15e amendement verleent stemrechten aan Afro-Amerikaanse mannen

Het 15e amendement, geratificeerd op 3 februari 1870, breidde het stemrecht uit tot Afro-Amerikaanse mannen zeven jaar nadat de emancipatie-proclamatie de tot slaaf gemaakte bevolking als vrij beschouwde. Het geven van stemrecht aan zwarte mannen was nog een andere manier voor de federale overheid om ze te erkennen als volwaardige Amerikaanse burgers.

Het amendement luidde:

"Het stemrecht van burgers van de Verenigde Staten wordt niet geweigerd of ingekort door de Verenigde Staten of enige andere staat vanwege ras, kleur of vroegere dienstbaarheid."

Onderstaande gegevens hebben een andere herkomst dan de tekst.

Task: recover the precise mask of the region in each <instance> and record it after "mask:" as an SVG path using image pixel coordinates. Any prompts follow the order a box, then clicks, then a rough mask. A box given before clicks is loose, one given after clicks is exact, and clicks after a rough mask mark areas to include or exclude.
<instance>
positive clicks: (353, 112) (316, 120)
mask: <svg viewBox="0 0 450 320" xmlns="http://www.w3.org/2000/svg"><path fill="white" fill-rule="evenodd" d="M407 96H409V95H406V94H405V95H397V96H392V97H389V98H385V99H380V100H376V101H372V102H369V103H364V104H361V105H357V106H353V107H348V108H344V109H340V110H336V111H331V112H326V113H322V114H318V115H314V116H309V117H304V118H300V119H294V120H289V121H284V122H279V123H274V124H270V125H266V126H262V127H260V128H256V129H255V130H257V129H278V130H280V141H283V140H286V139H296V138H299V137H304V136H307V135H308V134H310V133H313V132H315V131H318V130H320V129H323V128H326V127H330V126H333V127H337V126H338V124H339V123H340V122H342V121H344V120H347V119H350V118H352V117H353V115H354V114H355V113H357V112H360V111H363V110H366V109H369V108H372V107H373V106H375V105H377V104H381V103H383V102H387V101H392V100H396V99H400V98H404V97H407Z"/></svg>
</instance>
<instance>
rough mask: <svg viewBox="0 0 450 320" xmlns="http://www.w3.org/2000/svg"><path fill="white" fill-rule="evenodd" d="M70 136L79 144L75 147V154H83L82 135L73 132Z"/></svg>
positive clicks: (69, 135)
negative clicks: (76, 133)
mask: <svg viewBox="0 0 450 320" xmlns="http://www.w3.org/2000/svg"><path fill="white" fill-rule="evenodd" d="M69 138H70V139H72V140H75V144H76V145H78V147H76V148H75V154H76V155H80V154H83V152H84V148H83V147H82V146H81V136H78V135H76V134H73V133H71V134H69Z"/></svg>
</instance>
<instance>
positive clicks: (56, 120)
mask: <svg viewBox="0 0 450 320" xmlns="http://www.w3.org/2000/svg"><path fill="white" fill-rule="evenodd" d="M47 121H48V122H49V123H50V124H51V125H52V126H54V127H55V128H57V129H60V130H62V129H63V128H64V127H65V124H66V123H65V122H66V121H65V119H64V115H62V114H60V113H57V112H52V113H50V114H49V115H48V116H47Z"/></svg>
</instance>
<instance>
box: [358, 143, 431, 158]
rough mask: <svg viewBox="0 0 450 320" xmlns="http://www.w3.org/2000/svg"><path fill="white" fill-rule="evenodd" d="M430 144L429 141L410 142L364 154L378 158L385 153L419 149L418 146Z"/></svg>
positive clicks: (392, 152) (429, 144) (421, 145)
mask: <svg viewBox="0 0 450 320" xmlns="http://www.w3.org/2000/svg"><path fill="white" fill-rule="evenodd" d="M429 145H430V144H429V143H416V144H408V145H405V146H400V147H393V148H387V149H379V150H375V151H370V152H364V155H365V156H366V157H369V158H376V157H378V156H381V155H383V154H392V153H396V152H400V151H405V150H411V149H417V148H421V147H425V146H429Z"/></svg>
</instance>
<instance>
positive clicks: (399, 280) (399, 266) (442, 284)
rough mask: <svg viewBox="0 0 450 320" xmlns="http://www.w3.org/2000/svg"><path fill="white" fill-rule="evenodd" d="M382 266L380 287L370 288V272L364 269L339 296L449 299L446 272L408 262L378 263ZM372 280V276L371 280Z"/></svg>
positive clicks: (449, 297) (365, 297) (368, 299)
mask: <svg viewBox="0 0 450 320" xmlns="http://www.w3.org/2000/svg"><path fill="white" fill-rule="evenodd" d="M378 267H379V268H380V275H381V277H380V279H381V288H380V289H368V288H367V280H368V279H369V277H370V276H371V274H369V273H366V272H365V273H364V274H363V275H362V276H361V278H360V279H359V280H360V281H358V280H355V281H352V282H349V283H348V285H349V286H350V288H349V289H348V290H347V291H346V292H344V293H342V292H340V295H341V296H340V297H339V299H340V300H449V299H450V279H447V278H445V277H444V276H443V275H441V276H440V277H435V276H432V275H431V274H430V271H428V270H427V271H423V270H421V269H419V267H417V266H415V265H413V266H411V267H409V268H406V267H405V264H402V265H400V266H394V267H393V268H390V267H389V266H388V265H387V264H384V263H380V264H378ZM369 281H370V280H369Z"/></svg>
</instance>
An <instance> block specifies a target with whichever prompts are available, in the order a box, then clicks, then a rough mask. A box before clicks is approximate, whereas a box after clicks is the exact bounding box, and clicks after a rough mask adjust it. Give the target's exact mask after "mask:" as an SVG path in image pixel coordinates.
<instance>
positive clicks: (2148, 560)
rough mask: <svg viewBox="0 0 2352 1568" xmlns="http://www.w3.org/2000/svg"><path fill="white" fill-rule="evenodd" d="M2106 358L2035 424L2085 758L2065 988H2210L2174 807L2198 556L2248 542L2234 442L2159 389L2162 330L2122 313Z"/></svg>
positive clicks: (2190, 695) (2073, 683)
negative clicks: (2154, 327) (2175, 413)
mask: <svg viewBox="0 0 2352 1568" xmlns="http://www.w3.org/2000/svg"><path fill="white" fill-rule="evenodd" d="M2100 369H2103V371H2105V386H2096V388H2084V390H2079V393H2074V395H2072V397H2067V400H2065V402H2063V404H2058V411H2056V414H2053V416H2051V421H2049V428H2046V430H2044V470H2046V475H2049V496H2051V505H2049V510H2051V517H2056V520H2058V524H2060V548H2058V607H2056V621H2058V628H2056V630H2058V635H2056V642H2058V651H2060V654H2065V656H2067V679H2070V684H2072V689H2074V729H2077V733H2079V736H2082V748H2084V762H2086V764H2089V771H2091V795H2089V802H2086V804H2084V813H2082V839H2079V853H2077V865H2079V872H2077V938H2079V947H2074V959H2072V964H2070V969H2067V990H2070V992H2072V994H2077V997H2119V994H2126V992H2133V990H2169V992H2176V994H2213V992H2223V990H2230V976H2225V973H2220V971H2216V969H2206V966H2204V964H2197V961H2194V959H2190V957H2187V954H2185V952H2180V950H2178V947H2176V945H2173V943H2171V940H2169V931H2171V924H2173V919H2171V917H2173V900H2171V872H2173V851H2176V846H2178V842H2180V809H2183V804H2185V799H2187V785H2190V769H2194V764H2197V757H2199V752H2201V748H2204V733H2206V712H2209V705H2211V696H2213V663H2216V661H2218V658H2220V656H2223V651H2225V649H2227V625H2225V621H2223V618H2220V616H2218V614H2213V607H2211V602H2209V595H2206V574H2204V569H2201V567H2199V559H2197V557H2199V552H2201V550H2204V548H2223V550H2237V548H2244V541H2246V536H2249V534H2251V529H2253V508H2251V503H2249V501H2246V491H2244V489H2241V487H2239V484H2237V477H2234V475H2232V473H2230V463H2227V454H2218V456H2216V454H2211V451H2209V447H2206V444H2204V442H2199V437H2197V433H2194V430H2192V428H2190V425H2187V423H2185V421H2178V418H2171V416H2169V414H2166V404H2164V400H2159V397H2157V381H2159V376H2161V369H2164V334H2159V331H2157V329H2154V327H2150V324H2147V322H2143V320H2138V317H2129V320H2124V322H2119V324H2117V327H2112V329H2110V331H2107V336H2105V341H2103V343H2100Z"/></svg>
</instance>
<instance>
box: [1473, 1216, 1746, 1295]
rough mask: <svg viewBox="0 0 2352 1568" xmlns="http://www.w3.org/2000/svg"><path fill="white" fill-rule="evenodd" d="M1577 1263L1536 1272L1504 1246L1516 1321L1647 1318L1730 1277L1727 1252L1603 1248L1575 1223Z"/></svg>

Door felle rassendiscriminatie die tientallen jaren zou duren, konden Afrikaanse Afro-Amerikaanse mannen echter hun grondwettelijke rechten niet verwezenlijken. Het zou de Voting Rights Act van 1965 vergen om de obstakels weg te nemen, waaronder peilbelasting, geletterdheidstests en vergelding van werkgevers die zowel Afro-Amerikaanse mannen als vrouwen ontkracht hebben. De wet op de stemrechten heeft de afgelopen jaren echter voor uitdagingen gestaan.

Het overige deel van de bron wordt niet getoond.